Quick Links

Large offset optimization and index only scan

From:	Maxim Boguk <maxim(dot)boguk(at)gmail(dot)com>
To:	PostgreSQL-development <pgsql-hackers(at)postgresql(dot)org>
Subject:	Large offset optimization and index only scan
Date:	2013-11-19 07:03:26
Message-ID:	CAK-MWwQpZobHfuTtHj9+9G+5=ck+aX-ANWHtBK_0_D_qHYxWuw@mail.gmail.com
Views:	Raw Message \| Whole Thread \| Download mbox \| Resend email
Thread:
Lists:	pgsql-hackers

Hi,

Recently, I found very interesting case where using IOS could provide
serious benefits, but database not able to use it.

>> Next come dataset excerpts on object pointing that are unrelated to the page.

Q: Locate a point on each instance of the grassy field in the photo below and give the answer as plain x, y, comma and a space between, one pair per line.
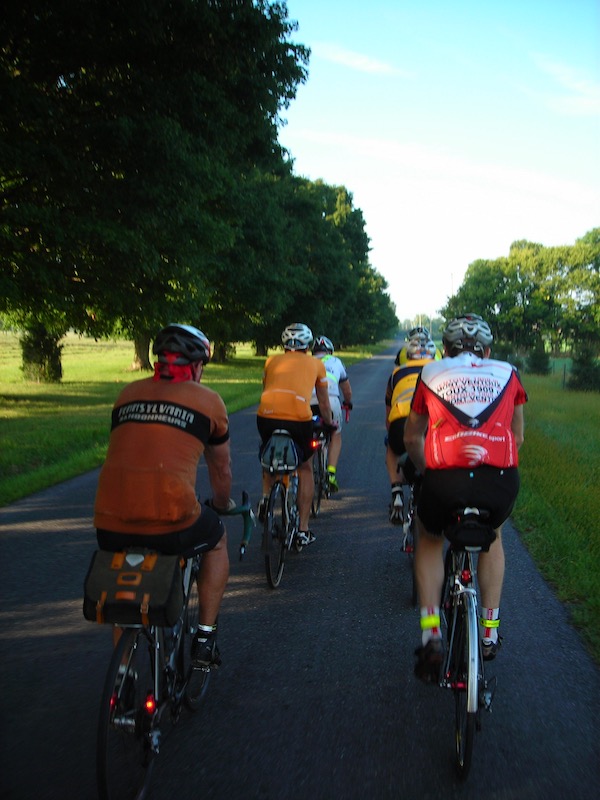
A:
54, 432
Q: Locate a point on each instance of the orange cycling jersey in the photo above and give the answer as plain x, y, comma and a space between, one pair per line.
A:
288, 382
159, 432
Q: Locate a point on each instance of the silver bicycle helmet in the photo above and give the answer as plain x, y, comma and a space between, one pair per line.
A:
323, 345
418, 331
469, 332
189, 342
297, 336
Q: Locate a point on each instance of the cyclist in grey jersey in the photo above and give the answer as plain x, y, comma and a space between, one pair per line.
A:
337, 382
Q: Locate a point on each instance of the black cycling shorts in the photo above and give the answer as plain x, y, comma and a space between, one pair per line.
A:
200, 537
396, 436
301, 433
443, 491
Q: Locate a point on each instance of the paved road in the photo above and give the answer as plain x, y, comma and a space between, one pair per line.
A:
316, 697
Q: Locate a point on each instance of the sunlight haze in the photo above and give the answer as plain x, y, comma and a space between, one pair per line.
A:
458, 127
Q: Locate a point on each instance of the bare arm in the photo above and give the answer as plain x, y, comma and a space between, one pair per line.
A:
324, 404
518, 425
218, 461
414, 438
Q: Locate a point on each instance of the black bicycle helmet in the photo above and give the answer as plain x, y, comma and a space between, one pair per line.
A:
323, 345
190, 343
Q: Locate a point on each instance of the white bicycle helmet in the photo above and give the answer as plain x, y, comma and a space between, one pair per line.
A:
469, 332
189, 342
323, 345
431, 348
418, 331
297, 336
418, 347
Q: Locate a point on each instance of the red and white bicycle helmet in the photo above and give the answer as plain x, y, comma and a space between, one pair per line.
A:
297, 336
469, 332
188, 342
420, 347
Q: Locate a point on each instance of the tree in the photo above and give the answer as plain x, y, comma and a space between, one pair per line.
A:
127, 128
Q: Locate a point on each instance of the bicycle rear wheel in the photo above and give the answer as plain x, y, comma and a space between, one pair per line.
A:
196, 680
464, 683
124, 753
274, 535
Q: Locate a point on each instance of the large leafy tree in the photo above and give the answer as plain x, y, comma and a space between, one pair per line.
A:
127, 130
537, 295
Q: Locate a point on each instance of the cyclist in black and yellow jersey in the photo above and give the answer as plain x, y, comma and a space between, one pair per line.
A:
400, 388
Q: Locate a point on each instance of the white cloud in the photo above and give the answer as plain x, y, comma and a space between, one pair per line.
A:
356, 61
581, 95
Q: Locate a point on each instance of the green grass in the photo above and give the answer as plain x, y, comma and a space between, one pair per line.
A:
54, 432
558, 509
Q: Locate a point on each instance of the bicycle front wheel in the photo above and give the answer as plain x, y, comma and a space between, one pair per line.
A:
465, 684
125, 754
274, 536
196, 680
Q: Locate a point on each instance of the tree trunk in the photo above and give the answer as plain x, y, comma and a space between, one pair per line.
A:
222, 352
261, 349
41, 355
141, 359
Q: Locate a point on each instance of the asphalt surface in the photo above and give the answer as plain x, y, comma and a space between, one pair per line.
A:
316, 696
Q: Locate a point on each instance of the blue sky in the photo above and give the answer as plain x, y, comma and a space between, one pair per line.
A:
458, 127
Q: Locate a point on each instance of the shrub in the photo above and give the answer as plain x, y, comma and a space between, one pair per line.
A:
538, 361
585, 372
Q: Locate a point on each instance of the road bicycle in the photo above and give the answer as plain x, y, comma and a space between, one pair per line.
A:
320, 445
463, 666
279, 457
149, 679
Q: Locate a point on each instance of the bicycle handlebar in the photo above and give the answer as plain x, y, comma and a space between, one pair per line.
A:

I think my ideas could be beneficial in two ways:
1)as work around of the current limitations
2)as idea to improve planner/executor in the future

Case:
SELECT * FROM very_large_table ORDER BY [some indexed column(s)] OFFSET
[some large value] LIMIT N;

Idea:
Use IOS (index only scan) to skip the first OFFSET values than switch to
common index scan to fetch LIMIT N values

Usage sample (from real life).. fully cached case:

Simple index-scan:
(postgres(at)[local]:5432) [hh_data]=# explain analyze select * from
vacancy_invitation order by vacancy_invitation_id limit 10 offset 1000000;

Index only scan... 3x speedup:
(postgres(at)[local]:5432) [hh_data]=# explain analyze select
vacancy_invitation_id from vacancy_invitation order by
vacancy_invitation_id limit 10 offset 1000000;

Now lets combine fast IOS for skip first 1M records and simple index scan
to fetch the next 10 full entries... still 3x speedup over initial version:
(postgres(at)[local]:5432) [hh_data]=# explain analyze select * from
vacancy_invitation where vacancy_invitation_id>(select
vacancy_invitation_id from vacancy_invitation order by
vacancy_invitation_id limit 1 offset 1000000) order by
vacancy_invitation_id limit 10;

QUERY PLAN
-------------------------------------------------------------------------------------------------------------------------------------------------------------------------------------------
Limit (cost=5546.49..5546.58 rows=10 width=953) (actual
time=289.674..289.683 rows=10 loops=1)
InitPlan 1 (returns $0)
-> Limit (cost=5546.48..5546.49 rows=1 width=4) (actual
time=289.654..289.654 rows=1 loops=1)
-> Index Only Scan using vacancy_invitation_pkey_dblarge on
vacancy_invitation (cost=0.00..227788.13 rows=41068952 width=4) (actual
time=0.013..252.358 rows=1000001 loops=1)
Heap Fetches: 23
-> Index Scan using vacancy_invitation_pkey_dblarge on
vacancy_invitation (cost=0.00..123476.85 rows=13689651 width=953) (actual
time=289.673..289.681 rows=10 loops=1)
Index Cond: (vacancy_invitation_id > $0)
Total runtime: 289.716 ms

As a result there is possible to have a 3x speedup large offset query if
corresponding to order by index present.
In not fully cached case difference could be easy 100x (if index stayed in
memory and table data not).

May be it could be justified implement this approach (use IOS to skip an
offset records) in planner/executor (instead of manual query rewriting).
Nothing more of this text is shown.